4. Modules with between 1% and 9% coverage.
5. Modules with between 10% and 19% coverage.
6. Modules with between 20% and 29% coverage.
7. Modules with between 30% and 39% coverage.
8. Modules with between 40% and 49% coverage.
9. Modules with between 50% and 59% coverage.
10. Modules with between 60% and 69% coverage.
11. Modules with between 70% and 79% coverage.
12. Modules with between 80% and 89% coverage.
13. Modules with between 90% and 99% coverage.

Each report has links to detailed reports for individual modules.
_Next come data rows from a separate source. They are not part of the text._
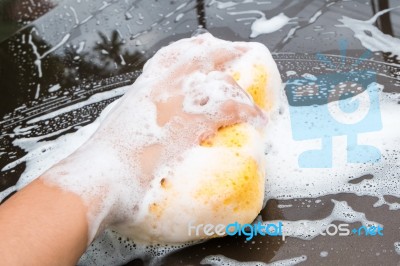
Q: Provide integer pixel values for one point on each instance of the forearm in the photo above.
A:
(43, 225)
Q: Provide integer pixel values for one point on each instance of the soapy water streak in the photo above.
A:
(337, 111)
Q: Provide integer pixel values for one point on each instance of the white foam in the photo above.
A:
(309, 229)
(285, 179)
(263, 25)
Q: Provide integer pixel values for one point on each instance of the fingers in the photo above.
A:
(218, 98)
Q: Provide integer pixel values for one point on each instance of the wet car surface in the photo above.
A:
(58, 54)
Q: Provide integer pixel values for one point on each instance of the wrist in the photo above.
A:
(92, 173)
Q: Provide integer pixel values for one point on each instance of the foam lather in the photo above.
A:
(222, 180)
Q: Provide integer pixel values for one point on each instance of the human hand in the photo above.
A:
(172, 107)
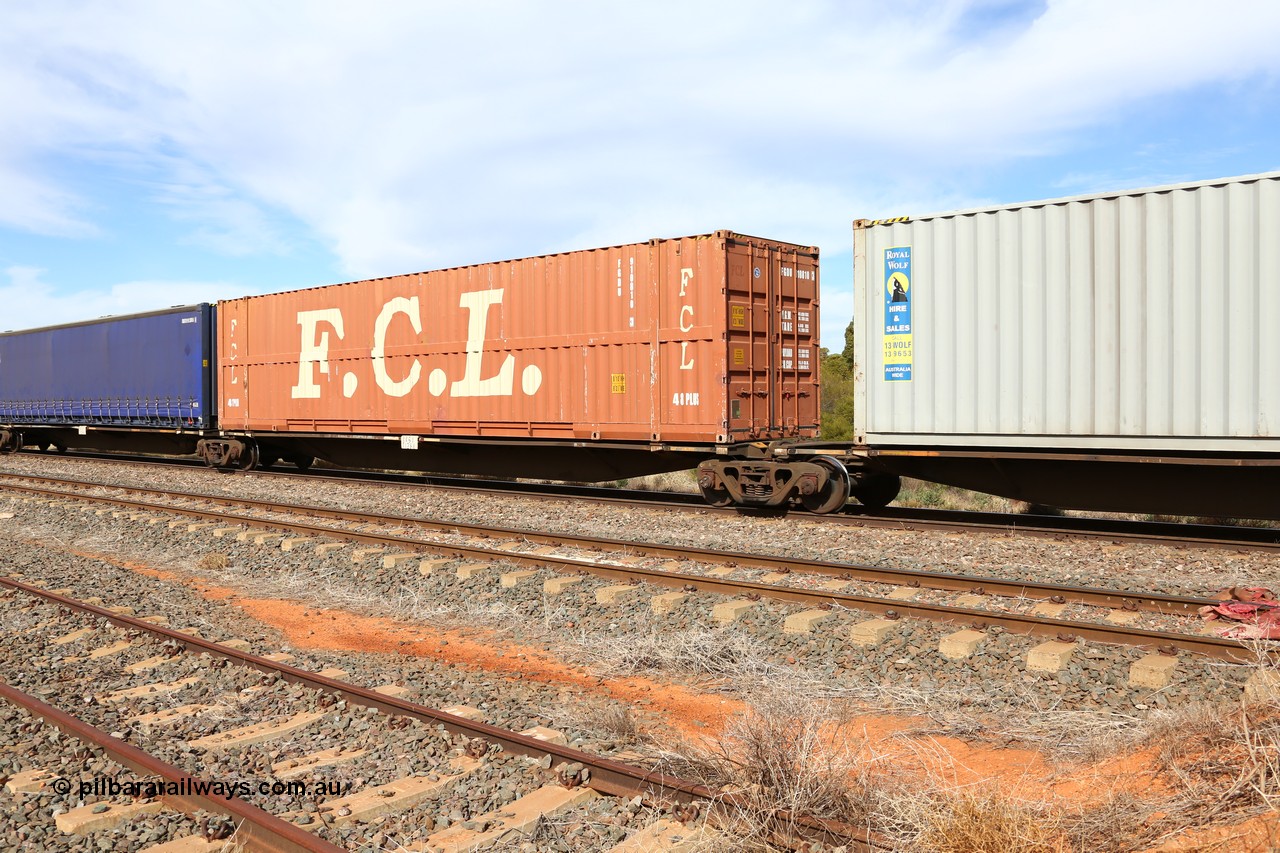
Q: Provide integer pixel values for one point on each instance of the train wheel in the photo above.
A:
(833, 495)
(877, 491)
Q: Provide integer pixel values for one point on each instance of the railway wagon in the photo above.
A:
(584, 365)
(1115, 351)
(135, 383)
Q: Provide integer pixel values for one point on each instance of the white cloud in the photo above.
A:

To run the script, copy it to the SAGE_ROOT of a Sage source or binary installation and do

[mvngu@sage sage-4.4.4.alpha0]\$ ./coverage-status.py
Coverage report of all modules...
Summary of doctest coverage...
Modules with 0% coverage...
Modules with 100% coverage...
Coverage reports within certain ranges...
Detailed coverage report for all modules...
Format the detailed coverage reports...
Format the summary reports...
Generate index.html...


And you’re done. Here is a report generated by the script. The idea is to provide an overview of which modules need work. I’d be interested to know what other types of doctest coverage reports people would like to see. Comments, suggestions, critiques, etc. are welcome.